2018/05/07 09:54今週の注目通貨(米ドル/円)= 米ドル反発主導の米長期金利上昇一段落か否か、NYダウ120日MAが目安

◆要約◆
・米長期国債は「売られ過ぎ」。さらに売られ、価格が下落、利回りが上昇する余地は限られそう。そうであれば、米長期金利上昇に伴う米ドル反発も、もう終わったか?!
・「安全資産」の代表格である米長期国債の「売られ過ぎ」が継続し、米長期金利の上昇が続き、それが相関性の高い米ドル/円上昇をもたらすかは、NYダウ120日MA回復を注目。


◆米ドル反発は一段落したか、否か?!

 米ドル/円は先週110円をワンタッチしたものの、週足で見ると約1か月半ぶりに陽線(米ドル高)が一服した形となりました≪資料1参照≫。米ドル反発は一段落したのか、否か。

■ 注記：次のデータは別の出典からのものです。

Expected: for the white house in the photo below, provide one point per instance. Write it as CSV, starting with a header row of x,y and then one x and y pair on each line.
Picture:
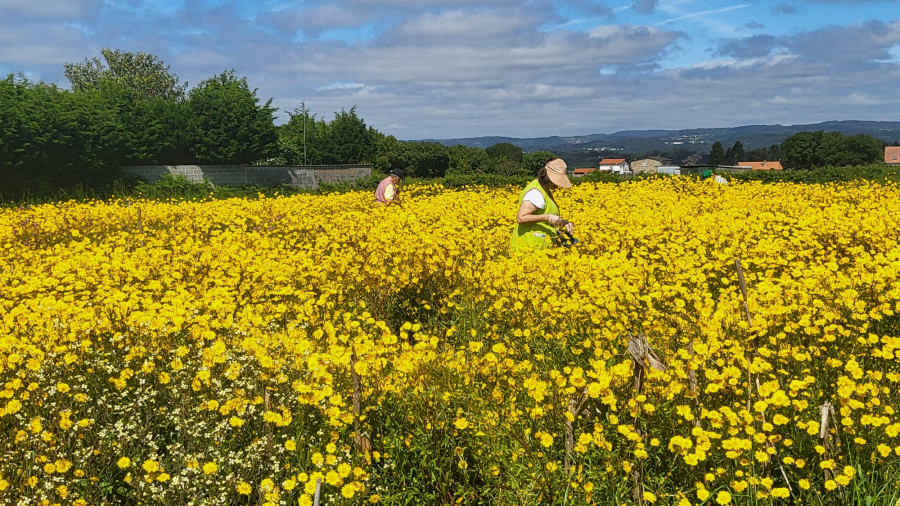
x,y
614,165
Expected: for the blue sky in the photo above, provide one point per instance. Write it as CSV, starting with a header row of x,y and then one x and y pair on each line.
x,y
444,69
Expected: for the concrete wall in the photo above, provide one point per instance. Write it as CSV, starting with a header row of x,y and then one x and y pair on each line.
x,y
309,176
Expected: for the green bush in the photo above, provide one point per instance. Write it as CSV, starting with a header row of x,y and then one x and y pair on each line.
x,y
873,172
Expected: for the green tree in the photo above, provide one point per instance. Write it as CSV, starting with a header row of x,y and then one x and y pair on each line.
x,y
422,159
302,138
532,162
717,154
862,149
144,73
505,150
735,153
801,150
227,123
52,138
348,139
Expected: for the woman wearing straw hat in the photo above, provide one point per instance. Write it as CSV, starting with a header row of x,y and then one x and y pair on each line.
x,y
537,220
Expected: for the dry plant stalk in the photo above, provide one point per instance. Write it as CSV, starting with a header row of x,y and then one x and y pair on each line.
x,y
643,357
755,379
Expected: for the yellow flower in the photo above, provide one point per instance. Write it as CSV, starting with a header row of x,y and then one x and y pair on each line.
x,y
150,466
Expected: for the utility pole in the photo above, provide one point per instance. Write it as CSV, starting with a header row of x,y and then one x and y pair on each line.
x,y
303,108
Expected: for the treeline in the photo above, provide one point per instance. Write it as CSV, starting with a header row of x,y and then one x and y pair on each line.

≪資料1=米ドル/円の週足チャート(2017年12月-)≫
 
(出所:M2JFXチャート)

 この間の米ドル反発を比較的説明できたのは、米長期金利(10年債利回り)上昇に伴う日米長期金利差における米ドル優位拡大でした≪資料2参照≫。この関係がこの先も続くなら、米ドル反発が一巡したか否かは、米長期金利上昇の行方次第といえるでしょう。

≪資料2=米ドル/円と日米10年債利回り差 (2018年3月-)≫
 
(出所:トムソン・ロイターより作成)

 その米長期金利、たとえば米10年債の投機筋のポジションは、CFTC統計によると最近にかけて過去最高の売り越しとなっていました≪資料3参照≫。これは、経験的には米長期国債が「売られ過ぎ」になっている可能性をうかがわせるものです。

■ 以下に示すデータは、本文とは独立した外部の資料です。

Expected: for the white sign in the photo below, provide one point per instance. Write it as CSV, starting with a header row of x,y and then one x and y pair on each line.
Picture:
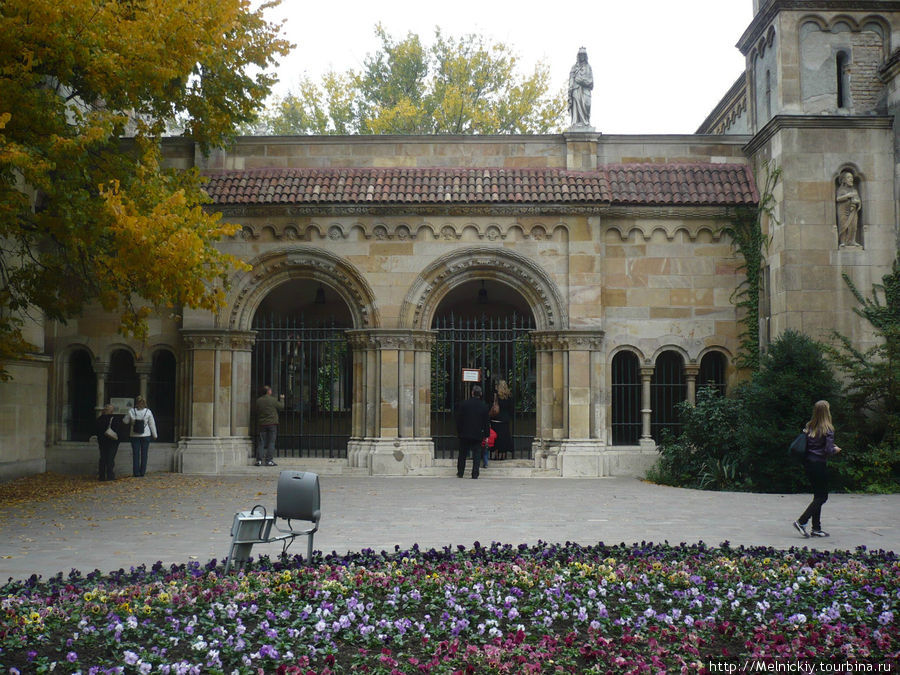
x,y
121,405
471,374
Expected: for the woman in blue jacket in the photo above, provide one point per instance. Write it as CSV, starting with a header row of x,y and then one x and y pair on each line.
x,y
819,447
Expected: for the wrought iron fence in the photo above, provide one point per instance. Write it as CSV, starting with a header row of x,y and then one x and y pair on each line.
x,y
501,348
626,399
312,367
667,389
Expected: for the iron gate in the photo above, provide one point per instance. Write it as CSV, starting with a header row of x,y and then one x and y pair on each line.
x,y
667,390
501,347
312,367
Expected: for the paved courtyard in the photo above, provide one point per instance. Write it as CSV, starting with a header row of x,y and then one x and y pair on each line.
x,y
177,518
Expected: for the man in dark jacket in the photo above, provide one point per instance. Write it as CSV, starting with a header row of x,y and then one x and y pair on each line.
x,y
473,425
267,409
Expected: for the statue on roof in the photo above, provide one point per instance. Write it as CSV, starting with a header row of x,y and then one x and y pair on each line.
x,y
581,83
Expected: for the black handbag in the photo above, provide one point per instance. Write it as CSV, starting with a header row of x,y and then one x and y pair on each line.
x,y
798,446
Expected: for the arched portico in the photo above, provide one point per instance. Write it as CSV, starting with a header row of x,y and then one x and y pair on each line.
x,y
217,380
448,272
277,267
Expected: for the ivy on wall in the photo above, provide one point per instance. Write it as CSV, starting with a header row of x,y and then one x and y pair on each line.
x,y
751,243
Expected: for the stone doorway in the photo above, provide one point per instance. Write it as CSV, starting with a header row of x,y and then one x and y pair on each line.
x,y
301,351
487,325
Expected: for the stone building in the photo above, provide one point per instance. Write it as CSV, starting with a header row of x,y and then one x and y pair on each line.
x,y
590,271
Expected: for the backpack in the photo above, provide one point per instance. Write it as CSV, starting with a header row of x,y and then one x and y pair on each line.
x,y
137,426
797,448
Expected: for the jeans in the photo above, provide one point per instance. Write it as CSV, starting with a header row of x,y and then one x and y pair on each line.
x,y
139,447
817,473
265,444
107,460
467,447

≪資料3=投機筋の米10年債のポジション (2010年1月-)≫
 
(出所:CFTC統計より作成)

 米長期国債が「売られ過ぎ」なら、さらに売られ、価格が下落し、利回りが上昇する余地は限られそうです。そうであれば、米長期金利上昇に伴う米ドル反発も、もう終わったか、終わりに近い可能性があるのではないでしょうか

 それにしても、米長期債が過去最高の売り越しになったのは、米インフレ懸念、そして朝鮮半島デタント(緊張緩和)期待による「安全資産」売りなどの影響があったでしょう。後者については、6月にかけて歴史的な米朝首脳会談期待もあることから、リスクオン、「安全資産」売りを試す可能性はあるのかもしれません。

 では、米長期国債のポジションを見る限り、「売られ過ぎ」の可能性があるものの、米朝会談期待などでさらに「安全資産」売りが広がる可能性はあるか。それを考える上で、「リスク資産」の代表格である米株の動きに注目したいと思います。

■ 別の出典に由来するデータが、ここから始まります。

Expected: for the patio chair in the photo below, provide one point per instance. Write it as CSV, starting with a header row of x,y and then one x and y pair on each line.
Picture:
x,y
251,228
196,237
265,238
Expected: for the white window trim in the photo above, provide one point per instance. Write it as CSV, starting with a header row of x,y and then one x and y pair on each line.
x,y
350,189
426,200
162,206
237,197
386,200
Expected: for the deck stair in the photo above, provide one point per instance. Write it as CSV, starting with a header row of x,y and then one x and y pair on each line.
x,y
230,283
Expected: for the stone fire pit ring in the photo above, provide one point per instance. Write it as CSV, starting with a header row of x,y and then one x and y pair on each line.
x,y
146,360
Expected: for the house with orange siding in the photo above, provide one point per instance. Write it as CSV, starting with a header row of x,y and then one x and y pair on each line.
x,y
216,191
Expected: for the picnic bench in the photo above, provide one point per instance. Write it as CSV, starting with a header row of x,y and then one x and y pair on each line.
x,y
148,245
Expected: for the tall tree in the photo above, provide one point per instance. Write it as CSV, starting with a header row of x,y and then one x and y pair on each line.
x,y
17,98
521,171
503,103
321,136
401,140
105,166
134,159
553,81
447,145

 米株、とくにNYダウのこの間の底値は、米ドル/円の底値とほぼ一致しました。つまり、米ドル/円が反発に転じたのは、米株が底打ちし、米長期金利が上昇に転じたためだったといえるでしょう。

 そんな米株、NYダウは反発傾向となっているものの、3月下旬以降、120日MA(移動平均線)を大きく上回れない状況が続いています≪資料4参照≫。NYダウの120日MAは、足元で2万4700ドル程度。

 120日MAは、ヘッジファンドなど投機筋の売買転換点とおおむね一致してきました。それを参考にしたら、「安全資産」の代表格である米長期国債の「売られ過ぎ」が継続し、米長期金利の上昇が続き、それが相関性の高い米ドル/円上昇をもたらすかは、NYダウが120日MAを回復するかどうかになるのではないでしょうか。(了)

≪資料4=NYダウと120日MA (2018年1月-)≫
 
(出所:トムソン・ロイターより作成)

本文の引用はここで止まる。